Totally Chocolate Tarte
Growing up with an English mother, dessert in our house often consisted of bowls of piping hot custard, maybe with some stewed apples, sometimes without. To this day, I love custard. Beautiful home-made custard eaten either hot or cold. Dessert rarely consisted of anything with chocolate (well, from what I can remember anyway).
I wonder if this is one of the reasons why I'm not a huge chocolate dessert lover. I find them too rich and always end up regretting eating them, so I tend to just avoid them altogether.

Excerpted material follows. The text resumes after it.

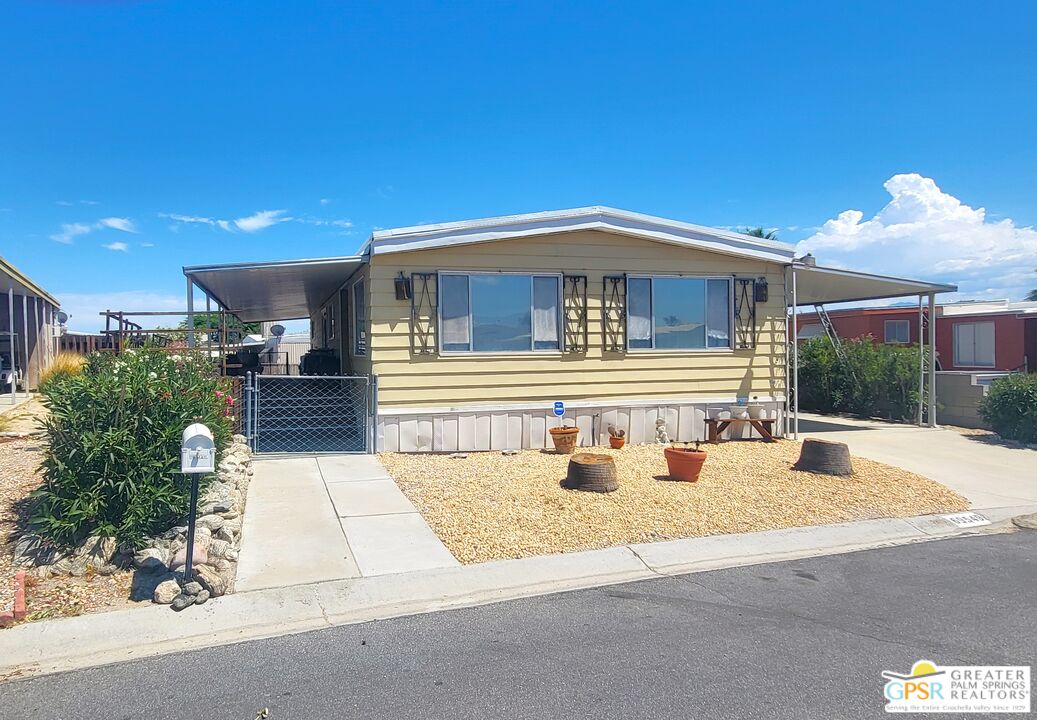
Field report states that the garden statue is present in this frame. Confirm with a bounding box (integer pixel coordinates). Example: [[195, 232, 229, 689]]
[[655, 418, 669, 444]]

So why choose a dessert titled
"Totally Chocolate Tarte"
to serve at my recent birthday dinner? Who knows. Your guess is as good as mine.
Totally Chocolate Tarte
Cookbook:
Trish's French Kitchen
Author:
Trish Deseine
For the pastry
250g plain flour
100g icing sugar
1 tbsp cocoa powder
200g butter, very cold, cut into pieces
2 egg yolks, lightly beaten with 1 tbsp water
For the Chocolate Cream Filling
200ml double cream
300g best quality dark chocolate
3 egg yolks
40g unsalted butter
Pastry
- put all the dry ingredients in a food processor with the butter. Whizz for a minute or so until the mixture resembles fine breadcrumbs, then make a well in the centre and pour in the egg yolks. Bring together with a wooden spoon and press with your hands to form a ball. Cover in cling film and chill in the fridge for at least 2 hours before using.
Preheat oven to 190 degrees.
Roll the pastry out on a cool surface and use it to line either a circular tin 28cm diameter or a similar sized rectangular tin. Prick the pastry base with a fork.
Cook in the oven for 15-20 minutes, until it is crispy around the edges. Remove and cool completely before filling.
To make the filing
- heat the cream until it's almost (but not quite) boiling. Break the chocolate into pieces in a heatproof bowl, then pour over the cream and stir well. Add the egg yolks and butter and stir again.
Pour the mixture into the pastry case and chill for 3-4 hours until it is set.
I was a little concerned about the pastry whilst it was cooking as it really puffed up in the oven. It also felt very cakey instead of feeling like pastry. The good news is that as it cools, press it down to flatten and it goes back into shape nicely. It also hardens so it's nice and crisp when you add the filling.
Once the worry about the pastry was in the past, this tarte was a real joy to make and I think looked visually appealing (especially for any chocoholics out there).
Extremely rich, so only a slither of a slice is needed - it's how the French say to eat it anyway.
Great little recipe to have up your sleeve.